If you're following the turmoil at the NYPD, you probably noticed there's something missing from the conversation: any mention of crime.
You know, that whole thing about murder, rape and robbery, good guys and bad guys, victims and perps. Whether New Yorkers feel afraid to leave their homes and ride the subway and whether a jihadi next door is plotting mass murder.
Instead, reports about changes at the top are almost exclusively about race and ethnicity. And when it comes to race in the age of Bill de Blasio, all roads lead to Al Sharpton.
All race, all the time is Sharpton's game. And now, sadly, it's all that matters at the new NYPD. Make that the new, but not improved, NYPD.
Oh, don't worry about the changes, Police Commissioner Bill Bratton said Saturday. He promised to name new brass this week, adding, "I think the city and its many diverse communities will be very pleased."
In other words, as long as the top of the NYPD fits a quota system — or "looks like the city," in the words of activists — nothing else matters.
This is nuts.
Depending on who's talking, the man at the center of the storm, Chief of Department Philip Banks III, is very competent, a team player and a tough cop, or he's none of the above. All the public knows is that he was the highest ranking black official and suddenly resigned in a huff over a promotion that he regarded as being kicked upstairs.

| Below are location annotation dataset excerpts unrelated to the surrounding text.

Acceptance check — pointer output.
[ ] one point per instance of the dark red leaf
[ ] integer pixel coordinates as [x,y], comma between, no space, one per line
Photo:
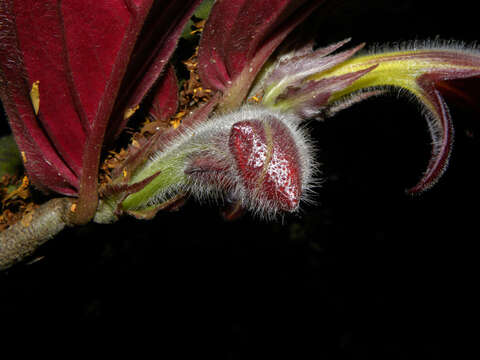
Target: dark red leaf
[240,35]
[78,53]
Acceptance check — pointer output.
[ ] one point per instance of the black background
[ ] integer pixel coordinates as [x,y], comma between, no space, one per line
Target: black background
[369,272]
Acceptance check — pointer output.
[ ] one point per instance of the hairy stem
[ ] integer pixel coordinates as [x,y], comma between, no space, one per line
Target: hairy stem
[23,238]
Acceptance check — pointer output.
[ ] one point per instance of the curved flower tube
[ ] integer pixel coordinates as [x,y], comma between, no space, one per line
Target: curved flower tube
[72,74]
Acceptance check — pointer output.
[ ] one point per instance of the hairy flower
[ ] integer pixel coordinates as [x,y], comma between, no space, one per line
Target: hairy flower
[72,74]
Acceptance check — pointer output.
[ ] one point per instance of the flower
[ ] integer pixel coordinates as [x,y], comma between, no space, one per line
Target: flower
[73,73]
[86,65]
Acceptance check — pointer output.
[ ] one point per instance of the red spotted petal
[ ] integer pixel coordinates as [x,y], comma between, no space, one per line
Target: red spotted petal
[240,35]
[268,162]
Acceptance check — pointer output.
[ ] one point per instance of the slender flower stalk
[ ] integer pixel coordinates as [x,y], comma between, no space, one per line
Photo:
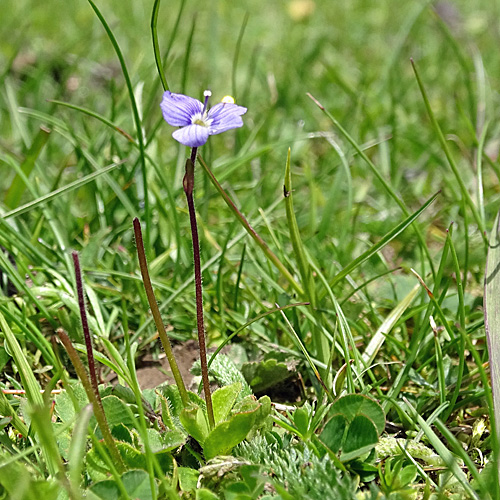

Ditto for another official Bratton forced out, Rafael Piñeiro. A native of Cuba, he was the highest ranking Latino, and his last day was Friday.
For losing both men, Bratton stands accused of trying to make the NYPD a white male bastion. It's an unfair charge, but if his solution is to promote solely on the basis of race, he's surrendering his moral authority and integrity.
Let's be clear: Discrimination is illegal and repugnant. Affirmative action, meaning equal opportunity for all, is a virtue. Quotas are a scandal.
Yet New York has an ideological mayor who puts race and class warfare at the center of his agenda.
When promises of "social justice" devolve into a tawdry tally of how many blacks, whites, Latinos and Asians are at the table, individual merit is an afterthought.
Banks spent 28 years on the police force, and his career is now reduced to his skin color. Piñeiro, too, is now known for being Latino.
In any setting, that diminishes the enterprise and everybody involved. When it happens in the nation's best police force, it is a disaster.
This result was inevitable once de Blasio elevated Sharpton to co-police commissioner. It is telling that, as soon as he learned of Banks' resignation, the mayor did two things.
He chewed out Bratton for losing Banks. And he talked to Sharpton, where he no doubt promised swift action and begged for support.
As for Bratton, he's in a box of his own making. He got the job in part because he echoed de Blasio's slur that cops had driven crime to historic lows through racial profiling.
In fact, the department was rightly celebrated for saving thousands of lives, most of them black and Latino males who disproportionately commit crimes and are its victims.
For their valor and success, the NYPD and former Commissioner Ray Kelly were more popular among all New Yorkers than any mayor or public official in recent memory. They achieved that status by making the city safer for everybody, everywhere.
As they pick their new team, Bratton and de Blasio would do well to remember that lesson, one captured in an old saying that goes like this: "It doesn't matter whether the cat is black or white, only whether it catches the mice."